With so many learners it is difficult to choose which one would be optimal for this specific task. As such we will choose a sample of these learners and compare their results. This analysis uses the classical linear regression model (regr.lm), SVM (kernlab::ksvm()) with a radial basis kernel (regr.ksvm) and random forest from the ranger (ranger::ranger()) package (regr.ranger). In order to get a quick overview of all learner-specific tunable parameters you can call getLearnerParamSet() or its alias ParamHelpers::getParamSet(), which will list learner’s hyperparameters and their properties.
Before setting up a benchmark experiment we can specify which hyperparameters are going to be tuned. The mlr package provides powerful tuning algorithms, such as iterated F-racing (irace::irace()), CMA Evolution Strategy (cmaes::cma_es()), model-based / Bayesian optimization (mlrMBO::mbo()) and generalized simulated annealing (GenSA::GenSA()). See Tuning and Advanced Tuning for more details.

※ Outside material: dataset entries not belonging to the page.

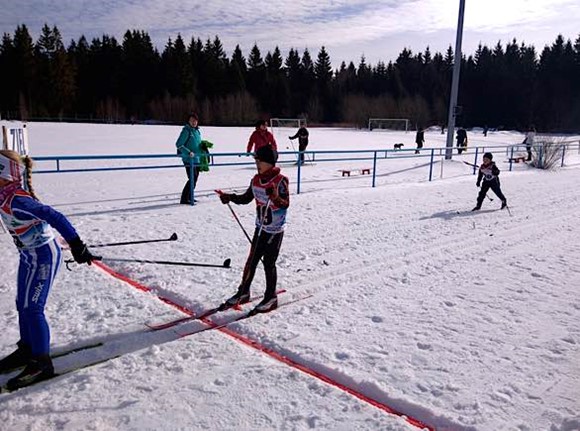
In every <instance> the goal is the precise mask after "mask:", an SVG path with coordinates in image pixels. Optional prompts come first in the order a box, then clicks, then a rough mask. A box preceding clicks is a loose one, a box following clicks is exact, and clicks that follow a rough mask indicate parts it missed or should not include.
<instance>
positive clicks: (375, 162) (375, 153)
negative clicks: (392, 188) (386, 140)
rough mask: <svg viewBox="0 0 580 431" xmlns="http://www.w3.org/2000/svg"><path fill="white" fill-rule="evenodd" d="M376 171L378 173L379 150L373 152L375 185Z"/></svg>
mask: <svg viewBox="0 0 580 431" xmlns="http://www.w3.org/2000/svg"><path fill="white" fill-rule="evenodd" d="M376 173H377V152H376V151H375V152H374V153H373V187H374V186H375V183H376Z"/></svg>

For each learner one hyperparameter will be tuned, i.e. kernel parameter sigma for SVM model and the number of trees (num.trees) in the random forest model. We start with specifying a search space for each of these parameters. With makeTuneControlCMAES() we set the tuning method to be CMA Evolution Strategy (cmaes::cma_es()). Afterwards we take 5-fold cross validation as our resampling strategy and root mean squared error (rmse) as optimization criterion. Finally, we make tuning wrapper for each learner.
set.seed(1234)
# Define a search space for each learner'S parameter
ps_ksvm = makeParamSet(
makeNumericParam("sigma", lower = -12, upper = 12, trafo = function(x) 2^x)
)
ps_rf = makeParamSet(
makeIntegerParam("num.trees", lower = 1L, upper = 200L)
)
# Choose a resampling strategy
rdesc = makeResampleDesc("CV", iters = 5L)

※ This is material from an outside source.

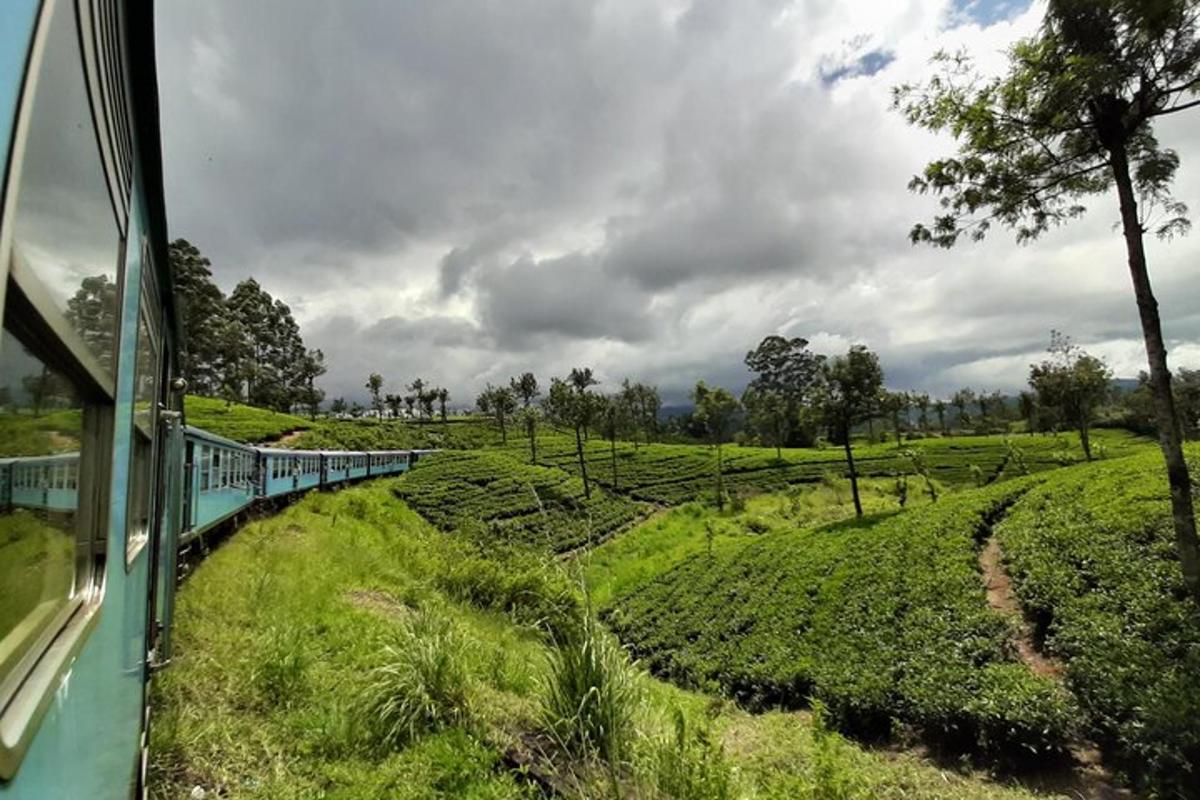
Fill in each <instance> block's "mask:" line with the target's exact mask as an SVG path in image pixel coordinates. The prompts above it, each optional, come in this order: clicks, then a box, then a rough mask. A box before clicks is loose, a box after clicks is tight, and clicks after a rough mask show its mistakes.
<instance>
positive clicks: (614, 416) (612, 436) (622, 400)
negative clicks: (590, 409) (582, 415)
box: [598, 393, 631, 492]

# Choose a performance measure
meas = rmse
# Choose a tuning method
ctrl = makeTuneControlCMAES(budget = 100L)
# Make tuning wrappers
tuned.ksvm = makeTuneWrapper(learner = "regr.ksvm", resampling = rdesc, measures = meas,
par.set = ps_ksvm, control = ctrl, show.info = FALSE)

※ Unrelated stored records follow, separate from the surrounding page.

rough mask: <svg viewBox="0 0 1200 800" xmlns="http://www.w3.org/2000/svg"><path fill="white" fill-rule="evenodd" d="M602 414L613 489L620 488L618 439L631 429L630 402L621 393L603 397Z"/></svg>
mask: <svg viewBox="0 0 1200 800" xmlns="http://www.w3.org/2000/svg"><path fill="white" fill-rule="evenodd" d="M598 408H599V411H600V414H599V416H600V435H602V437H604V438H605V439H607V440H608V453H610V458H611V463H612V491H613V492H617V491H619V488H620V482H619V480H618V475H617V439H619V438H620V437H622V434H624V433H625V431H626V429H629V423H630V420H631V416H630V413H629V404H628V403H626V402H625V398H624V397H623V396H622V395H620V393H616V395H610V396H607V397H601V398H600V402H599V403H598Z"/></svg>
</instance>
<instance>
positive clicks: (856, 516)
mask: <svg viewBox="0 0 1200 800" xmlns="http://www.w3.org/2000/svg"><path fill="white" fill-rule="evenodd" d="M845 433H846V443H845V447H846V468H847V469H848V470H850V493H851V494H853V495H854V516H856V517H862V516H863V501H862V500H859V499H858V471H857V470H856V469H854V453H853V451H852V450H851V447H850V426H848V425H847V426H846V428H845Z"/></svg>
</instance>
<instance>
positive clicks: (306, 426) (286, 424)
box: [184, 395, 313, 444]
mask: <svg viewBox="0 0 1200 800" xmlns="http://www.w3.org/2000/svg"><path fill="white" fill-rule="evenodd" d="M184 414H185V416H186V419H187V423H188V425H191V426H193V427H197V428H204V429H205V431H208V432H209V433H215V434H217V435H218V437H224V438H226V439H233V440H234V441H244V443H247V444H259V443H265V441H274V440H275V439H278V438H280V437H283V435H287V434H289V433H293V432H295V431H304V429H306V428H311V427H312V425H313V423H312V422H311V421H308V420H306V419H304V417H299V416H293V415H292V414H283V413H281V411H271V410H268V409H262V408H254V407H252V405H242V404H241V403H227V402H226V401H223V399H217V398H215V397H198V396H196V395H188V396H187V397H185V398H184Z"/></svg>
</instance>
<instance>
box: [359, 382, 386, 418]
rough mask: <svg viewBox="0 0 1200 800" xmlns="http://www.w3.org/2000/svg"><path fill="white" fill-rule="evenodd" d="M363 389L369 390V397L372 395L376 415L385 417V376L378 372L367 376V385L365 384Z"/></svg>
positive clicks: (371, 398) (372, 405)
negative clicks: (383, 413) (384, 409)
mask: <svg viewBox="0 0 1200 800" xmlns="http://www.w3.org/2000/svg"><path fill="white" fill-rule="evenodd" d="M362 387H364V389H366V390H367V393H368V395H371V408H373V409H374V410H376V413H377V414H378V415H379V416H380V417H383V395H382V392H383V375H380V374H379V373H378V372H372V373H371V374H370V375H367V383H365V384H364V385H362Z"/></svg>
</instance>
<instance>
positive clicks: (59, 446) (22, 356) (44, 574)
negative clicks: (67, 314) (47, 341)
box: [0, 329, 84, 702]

tuned.rf = makeTuneWrapper(learner = "regr.ranger", resampling = rdesc, measures = meas,
par.set = ps_rf, control = ctrl, show.info = FALSE)In order to conduct a benchmark experiment, it is necessary to choose an evaluation method. We will use the resampling strategy and the performance measure from the previous section and then pass the tuning wrappers as arguments into the benchmark() function.
Now we want to evaluate the results.
getBMRAggrPerformances(bmr)
## $BostonHousing
## $BostonHousing$regr.lm
## rmse.test.rmse
## 4.841535
##
## $BostonHousing$regr.ksvm.tuned
## rmse.test.rmse
## 3.775318
##
## $BostonHousing$regr.ranger.tuned
## rmse.test.rmse
## 3.478283A closer look at the boxplot reveals that RF outperforms the other learners for this specific task. Despite the tuning procedure performed before, the benchmark experiment for linear and lasso regression yields similar but poor results.